Looking at Peter Redpath’s Essay (2000) “The Homeschool Renaissance” (Part 3 of 17)

0012 Poetry, what is it worth?

Surely, it is valuable in the arts of seduction, inspiration and adornment.

But who needs these, when God is Love, Commitment and Awesomeness incarnate?

0013 The Italian humanists face a problem.  How do they place poetry and the writings of classical Rome front and center?

The academics in the room have an easy answer, “First of all, get rid of logic in the curriculum.”

0014 Ah, does that not sound like a small error?

Starting with Petrarch, Italian humanists alchemically place the actualities of Greek philosophy and Western history2 into the novel context of the liberal arts3, emerging from the potential of five disciplines1: grammar, rhetoric, poetry, history and ethics.

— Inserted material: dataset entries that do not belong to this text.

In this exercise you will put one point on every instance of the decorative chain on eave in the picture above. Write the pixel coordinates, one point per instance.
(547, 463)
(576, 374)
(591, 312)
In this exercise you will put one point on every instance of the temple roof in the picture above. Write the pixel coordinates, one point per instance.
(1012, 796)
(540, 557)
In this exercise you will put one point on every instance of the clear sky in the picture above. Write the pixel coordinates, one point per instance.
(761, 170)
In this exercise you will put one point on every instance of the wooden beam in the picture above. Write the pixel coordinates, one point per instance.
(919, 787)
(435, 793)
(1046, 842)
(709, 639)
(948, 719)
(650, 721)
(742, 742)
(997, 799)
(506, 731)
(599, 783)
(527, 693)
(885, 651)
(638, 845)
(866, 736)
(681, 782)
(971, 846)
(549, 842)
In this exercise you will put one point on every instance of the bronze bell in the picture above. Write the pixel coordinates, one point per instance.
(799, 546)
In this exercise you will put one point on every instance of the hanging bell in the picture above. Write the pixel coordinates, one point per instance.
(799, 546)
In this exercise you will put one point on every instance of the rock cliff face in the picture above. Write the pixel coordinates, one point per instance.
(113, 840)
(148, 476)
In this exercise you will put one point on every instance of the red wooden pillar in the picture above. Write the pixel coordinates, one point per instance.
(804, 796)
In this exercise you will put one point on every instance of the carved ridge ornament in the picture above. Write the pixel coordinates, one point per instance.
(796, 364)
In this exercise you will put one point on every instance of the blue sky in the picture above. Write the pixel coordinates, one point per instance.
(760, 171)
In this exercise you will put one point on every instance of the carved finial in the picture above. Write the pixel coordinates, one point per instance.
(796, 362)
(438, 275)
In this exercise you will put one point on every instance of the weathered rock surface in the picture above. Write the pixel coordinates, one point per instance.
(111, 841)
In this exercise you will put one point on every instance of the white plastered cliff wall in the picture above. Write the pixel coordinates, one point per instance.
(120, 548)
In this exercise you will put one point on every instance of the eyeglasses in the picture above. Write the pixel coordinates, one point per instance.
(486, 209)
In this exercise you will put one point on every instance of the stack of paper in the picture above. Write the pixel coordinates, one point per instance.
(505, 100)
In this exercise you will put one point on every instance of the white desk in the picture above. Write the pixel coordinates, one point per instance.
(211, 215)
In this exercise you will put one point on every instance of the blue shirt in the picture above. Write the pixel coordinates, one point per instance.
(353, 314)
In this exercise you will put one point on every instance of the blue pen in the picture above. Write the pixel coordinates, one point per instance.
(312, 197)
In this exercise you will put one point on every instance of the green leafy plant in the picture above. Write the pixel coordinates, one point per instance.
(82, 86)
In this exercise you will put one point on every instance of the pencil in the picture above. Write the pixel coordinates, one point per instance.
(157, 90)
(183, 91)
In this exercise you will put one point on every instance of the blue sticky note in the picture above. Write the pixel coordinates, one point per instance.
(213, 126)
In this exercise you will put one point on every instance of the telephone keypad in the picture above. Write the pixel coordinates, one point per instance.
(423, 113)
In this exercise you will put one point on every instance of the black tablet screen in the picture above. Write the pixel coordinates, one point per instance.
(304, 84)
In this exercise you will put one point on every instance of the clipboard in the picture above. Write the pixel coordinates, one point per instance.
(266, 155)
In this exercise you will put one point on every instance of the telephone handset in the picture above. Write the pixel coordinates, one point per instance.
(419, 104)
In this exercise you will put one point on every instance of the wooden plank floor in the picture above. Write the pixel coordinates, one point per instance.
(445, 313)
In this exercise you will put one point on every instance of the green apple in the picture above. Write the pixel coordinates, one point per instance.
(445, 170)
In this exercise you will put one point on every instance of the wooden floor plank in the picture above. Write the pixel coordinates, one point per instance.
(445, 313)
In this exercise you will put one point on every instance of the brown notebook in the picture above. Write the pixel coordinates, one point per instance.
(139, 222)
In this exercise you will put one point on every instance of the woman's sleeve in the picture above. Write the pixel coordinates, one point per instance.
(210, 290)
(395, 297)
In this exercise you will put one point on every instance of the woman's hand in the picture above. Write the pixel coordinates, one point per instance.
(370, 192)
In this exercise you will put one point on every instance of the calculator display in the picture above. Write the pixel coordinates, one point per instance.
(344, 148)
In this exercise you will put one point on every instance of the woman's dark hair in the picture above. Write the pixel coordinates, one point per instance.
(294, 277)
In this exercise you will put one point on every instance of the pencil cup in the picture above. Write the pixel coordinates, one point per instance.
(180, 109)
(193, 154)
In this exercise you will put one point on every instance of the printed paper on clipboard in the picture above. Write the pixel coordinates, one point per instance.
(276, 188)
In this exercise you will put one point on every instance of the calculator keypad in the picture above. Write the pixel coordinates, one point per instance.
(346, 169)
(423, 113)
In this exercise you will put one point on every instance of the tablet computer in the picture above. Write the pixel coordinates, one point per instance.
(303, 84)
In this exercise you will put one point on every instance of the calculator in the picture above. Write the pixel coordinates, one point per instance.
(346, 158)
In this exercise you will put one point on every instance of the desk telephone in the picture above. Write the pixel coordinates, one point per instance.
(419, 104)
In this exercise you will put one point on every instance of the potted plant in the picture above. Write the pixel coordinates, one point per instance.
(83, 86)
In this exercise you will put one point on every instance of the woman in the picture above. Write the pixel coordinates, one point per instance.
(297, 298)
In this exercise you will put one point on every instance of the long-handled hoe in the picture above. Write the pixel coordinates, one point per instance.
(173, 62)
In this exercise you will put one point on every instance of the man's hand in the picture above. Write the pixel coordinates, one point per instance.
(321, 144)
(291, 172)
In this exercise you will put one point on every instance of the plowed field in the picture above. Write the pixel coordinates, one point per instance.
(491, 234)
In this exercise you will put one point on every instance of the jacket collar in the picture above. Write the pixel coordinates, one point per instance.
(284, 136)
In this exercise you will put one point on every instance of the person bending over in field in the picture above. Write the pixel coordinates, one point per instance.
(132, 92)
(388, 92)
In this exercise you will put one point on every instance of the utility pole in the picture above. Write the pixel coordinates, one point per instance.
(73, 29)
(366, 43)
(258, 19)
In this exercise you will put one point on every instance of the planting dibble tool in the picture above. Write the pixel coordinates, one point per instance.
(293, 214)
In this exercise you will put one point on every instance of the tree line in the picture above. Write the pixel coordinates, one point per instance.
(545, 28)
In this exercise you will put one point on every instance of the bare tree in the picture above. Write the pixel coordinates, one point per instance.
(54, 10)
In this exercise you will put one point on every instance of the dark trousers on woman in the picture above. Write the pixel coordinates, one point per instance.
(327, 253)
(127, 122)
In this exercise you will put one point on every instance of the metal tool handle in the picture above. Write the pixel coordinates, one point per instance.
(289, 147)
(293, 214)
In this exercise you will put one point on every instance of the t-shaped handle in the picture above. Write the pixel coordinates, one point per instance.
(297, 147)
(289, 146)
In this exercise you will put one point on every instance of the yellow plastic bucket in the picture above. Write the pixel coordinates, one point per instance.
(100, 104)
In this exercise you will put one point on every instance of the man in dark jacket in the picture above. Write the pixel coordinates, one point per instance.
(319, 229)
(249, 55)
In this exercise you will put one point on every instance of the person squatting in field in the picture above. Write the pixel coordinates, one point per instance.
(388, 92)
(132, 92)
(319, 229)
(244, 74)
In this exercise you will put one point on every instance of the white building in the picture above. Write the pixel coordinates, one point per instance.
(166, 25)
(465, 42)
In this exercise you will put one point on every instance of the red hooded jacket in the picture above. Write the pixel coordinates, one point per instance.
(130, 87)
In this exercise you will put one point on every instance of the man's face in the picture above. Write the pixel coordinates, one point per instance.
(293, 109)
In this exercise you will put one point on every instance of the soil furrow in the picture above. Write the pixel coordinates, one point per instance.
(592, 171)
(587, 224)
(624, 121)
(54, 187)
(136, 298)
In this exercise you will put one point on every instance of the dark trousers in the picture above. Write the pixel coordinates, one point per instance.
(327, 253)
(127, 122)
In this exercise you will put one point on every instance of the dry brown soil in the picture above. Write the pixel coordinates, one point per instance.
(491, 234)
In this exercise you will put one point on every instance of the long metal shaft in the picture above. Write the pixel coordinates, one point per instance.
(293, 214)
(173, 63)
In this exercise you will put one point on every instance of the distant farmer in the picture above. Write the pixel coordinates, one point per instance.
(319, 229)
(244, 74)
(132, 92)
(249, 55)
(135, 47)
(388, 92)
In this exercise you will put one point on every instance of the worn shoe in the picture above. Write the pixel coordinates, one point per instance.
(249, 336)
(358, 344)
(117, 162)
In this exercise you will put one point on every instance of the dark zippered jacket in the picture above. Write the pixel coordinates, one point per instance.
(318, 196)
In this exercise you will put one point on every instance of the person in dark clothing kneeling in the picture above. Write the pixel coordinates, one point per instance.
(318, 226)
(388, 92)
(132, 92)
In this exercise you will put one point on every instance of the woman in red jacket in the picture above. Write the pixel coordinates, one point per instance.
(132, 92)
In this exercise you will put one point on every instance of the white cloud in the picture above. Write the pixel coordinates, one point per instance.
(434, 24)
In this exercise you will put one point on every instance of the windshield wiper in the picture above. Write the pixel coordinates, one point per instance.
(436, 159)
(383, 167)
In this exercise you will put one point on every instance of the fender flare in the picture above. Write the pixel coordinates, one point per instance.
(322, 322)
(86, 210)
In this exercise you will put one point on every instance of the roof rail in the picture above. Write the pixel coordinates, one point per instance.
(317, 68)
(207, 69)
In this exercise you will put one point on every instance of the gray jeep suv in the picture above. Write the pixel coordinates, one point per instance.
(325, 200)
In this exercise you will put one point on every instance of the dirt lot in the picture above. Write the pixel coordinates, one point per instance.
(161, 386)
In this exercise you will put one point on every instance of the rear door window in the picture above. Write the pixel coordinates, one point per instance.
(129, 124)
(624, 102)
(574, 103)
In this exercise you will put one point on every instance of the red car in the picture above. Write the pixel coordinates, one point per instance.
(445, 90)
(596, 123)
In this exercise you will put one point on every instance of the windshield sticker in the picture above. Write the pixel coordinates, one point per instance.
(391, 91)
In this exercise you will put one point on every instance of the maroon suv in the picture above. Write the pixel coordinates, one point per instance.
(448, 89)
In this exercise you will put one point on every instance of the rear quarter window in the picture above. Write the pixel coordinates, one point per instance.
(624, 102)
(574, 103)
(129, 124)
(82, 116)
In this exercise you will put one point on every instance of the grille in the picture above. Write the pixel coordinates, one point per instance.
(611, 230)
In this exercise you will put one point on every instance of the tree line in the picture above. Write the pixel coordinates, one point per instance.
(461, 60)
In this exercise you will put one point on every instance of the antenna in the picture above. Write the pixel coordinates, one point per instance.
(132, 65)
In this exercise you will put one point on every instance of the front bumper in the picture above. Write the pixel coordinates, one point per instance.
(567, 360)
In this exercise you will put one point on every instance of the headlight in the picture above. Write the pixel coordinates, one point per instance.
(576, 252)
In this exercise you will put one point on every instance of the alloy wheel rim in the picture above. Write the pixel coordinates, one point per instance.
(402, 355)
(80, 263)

The result can be portrayed as follows, according to A Primer on the Category-Based Nested Form.

Figure 01

0015 The dyadic actuality of Greek philosophy [and] Western history2 is placed in an alchemic vessel3 alien to its original, natural and organic milieu1.  Plutarch’s liberal arts3 is a normal context that excludes Aristotle’s realist philosophy3.  The pentagram of grammar, rhetoric, poetry, history and ethics1, whose points operate independently and in combination, constitutes a digestive organ potentiating transformation.